Early on, Simien’s directorial style seems to ape Wes Anderson, all symmetrical compositions and jaunty on-screen text. But in terms of an authorial voice, Simien is like a composite of the best of early Spike Lee; Dear White People has the insider’s view of campus and interracial politics of School Daze, crossed with the tension of Do The Right Thing (and its satire is thankfully free of the dictionary-definition underlining of Bamboozled). And as with Do the Right Thing, he’s building to something — revealed in the opening scene, so I’m not spoiling. The climax is one of those blackface campus parties that pop up in the news (or, more likely, on Gawker) every once in a while. The end credits helpfully provide images from those real parties (and there’s more of them than you might think! All very recent!), while the film brings those images to life. It is, unsurprisingly, pretty ugly stuff.

But as with the best of satire, Dear White People doesn’t let anyone off the hook. Samantha is the focus of the story but not its hero; everybody here is at least a little fucked up, a little hypocritical, a little capable of some creative compromise. Samantha has spirited media debates and complicated sex with the white TA of her film class; Troy sneaks off to his bathroom to smoke weed, treating it with the secret shame of a crack habit, his father admonishing him, “You are not going to be what they all think you are. You are not going to give them that satisfaction.”

These issues of racial (and post-racial) identity are loaded ones, food for extensive thought and analysis, and to Simien’s credit, he gives them full weight while rarely letting the picture lapse into polemic. This is where the script’s devilish sense of humor comes in most handy; it’s so smart that I kept wanting the projectionist to run it back, so I could catch this jab, that bit of quotable dialogue (“Y’all get country clubs, we get to say ‘nigga’”), and the occasional “solid Coming to America reference.” And credit is due to Simien for the skill with which his scenes are snazzily intercut with each other; he’ll often have two or three conversations going at once, using them as counterpoint, creating dialogue both within them and between them. It’s honest-to-God dialectic filmmaking, but such an arid-dry description conveys little of the picture’s fun, or its wit.

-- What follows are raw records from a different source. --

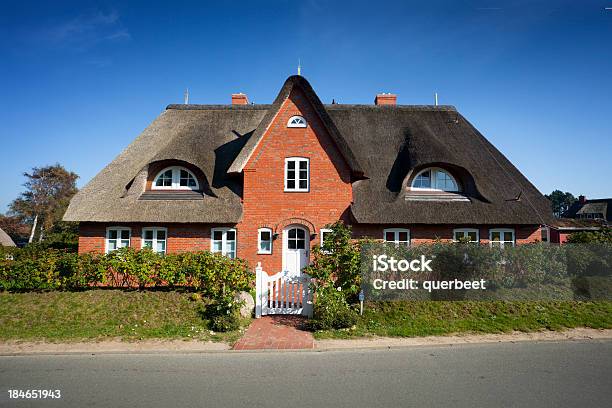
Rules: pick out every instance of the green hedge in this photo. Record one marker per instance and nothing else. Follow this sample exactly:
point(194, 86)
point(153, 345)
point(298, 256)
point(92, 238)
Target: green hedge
point(44, 269)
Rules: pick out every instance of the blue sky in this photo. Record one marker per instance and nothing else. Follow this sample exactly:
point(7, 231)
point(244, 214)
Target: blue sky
point(79, 80)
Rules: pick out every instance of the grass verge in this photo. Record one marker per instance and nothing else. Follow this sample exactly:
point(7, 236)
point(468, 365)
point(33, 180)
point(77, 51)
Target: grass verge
point(429, 318)
point(103, 314)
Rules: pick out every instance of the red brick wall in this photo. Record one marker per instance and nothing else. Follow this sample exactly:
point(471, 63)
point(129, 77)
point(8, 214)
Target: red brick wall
point(181, 237)
point(266, 204)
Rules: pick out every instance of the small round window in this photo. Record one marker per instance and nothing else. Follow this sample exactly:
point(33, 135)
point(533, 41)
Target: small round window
point(296, 121)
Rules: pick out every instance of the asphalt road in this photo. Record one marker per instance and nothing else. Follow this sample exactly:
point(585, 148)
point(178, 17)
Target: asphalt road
point(568, 374)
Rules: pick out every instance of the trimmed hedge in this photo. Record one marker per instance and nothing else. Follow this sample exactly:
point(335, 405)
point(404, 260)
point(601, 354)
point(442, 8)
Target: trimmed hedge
point(48, 269)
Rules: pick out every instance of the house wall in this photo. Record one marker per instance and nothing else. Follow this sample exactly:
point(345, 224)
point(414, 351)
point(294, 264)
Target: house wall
point(266, 204)
point(181, 237)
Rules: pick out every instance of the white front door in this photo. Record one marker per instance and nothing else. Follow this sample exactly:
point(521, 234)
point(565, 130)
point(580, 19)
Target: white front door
point(296, 248)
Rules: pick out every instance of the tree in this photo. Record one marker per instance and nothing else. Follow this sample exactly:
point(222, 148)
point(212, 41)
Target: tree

And its description — even its title — may do the same disservice. It certainly fills a currently gaping hole in black cinema, which is increasingly populated by Tyler Perry movies and Tyler Perry rip-offs, but it’s not just for black audiences. As social commentary, Dear White People couldn’t be more timely, particularly here in the Obama age, a fact of American life that allows too many white Americans to believe racism is no longer an issue. Or, as Winchester University’s white president puts it, “Racism is over. The only people who are thinking about it are Mexicans, probably.” This is a movie that knows better, that peeks into the cracks and shines a bit of light. It’s got its share of problems; the script relies on too many overheard, incriminating conversations, and it goes a bit lumpy at the end, which goes on about ten minutes too long and softens the climax’s bite considerably. But any movie with this much on its mind and this many laughs is worthy of our attention, and praise.

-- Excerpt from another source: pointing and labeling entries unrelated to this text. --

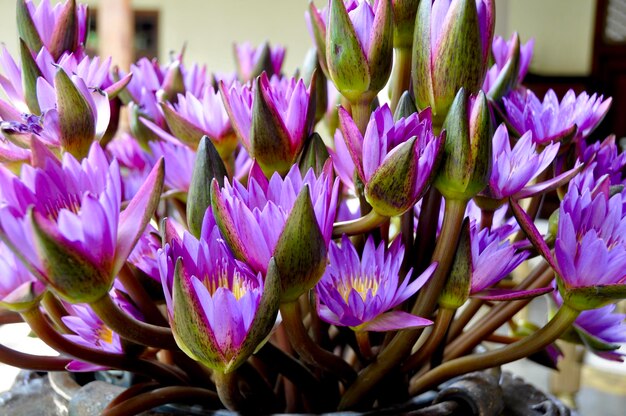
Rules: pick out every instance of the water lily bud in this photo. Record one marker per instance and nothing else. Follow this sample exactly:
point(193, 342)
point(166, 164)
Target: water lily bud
point(314, 155)
point(359, 47)
point(208, 165)
point(450, 51)
point(404, 12)
point(466, 164)
point(301, 250)
point(76, 116)
point(458, 286)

Simien isn’t a timid filmmaker — he loves his characters, but it’s a tough love, and he’s merciless when it comes to the culture at large, cheerfully tossing cherry bombs and naming names. The “fuck Tyler Perry” scene, at a movie theater box office, has too many great lines to get bogged down in quotes (OK, here’s one: “Can we have a movie with, you know, characters in them, instead of stereotypes wrapped in Christian dogma?”) but it’s kind of my new religion; before her election, Samantha insists of her chances, “We live in a world where there’s a Big Momma’s House THREE. I don’t have a chance in hell.” He’s an angry filmmaker, but his anger is exhilarating, and at its best, Dear White People vibrates with the visceral thrill of watching a gifted new voice get away with something.

Dear White People is out tomorrow in limited release.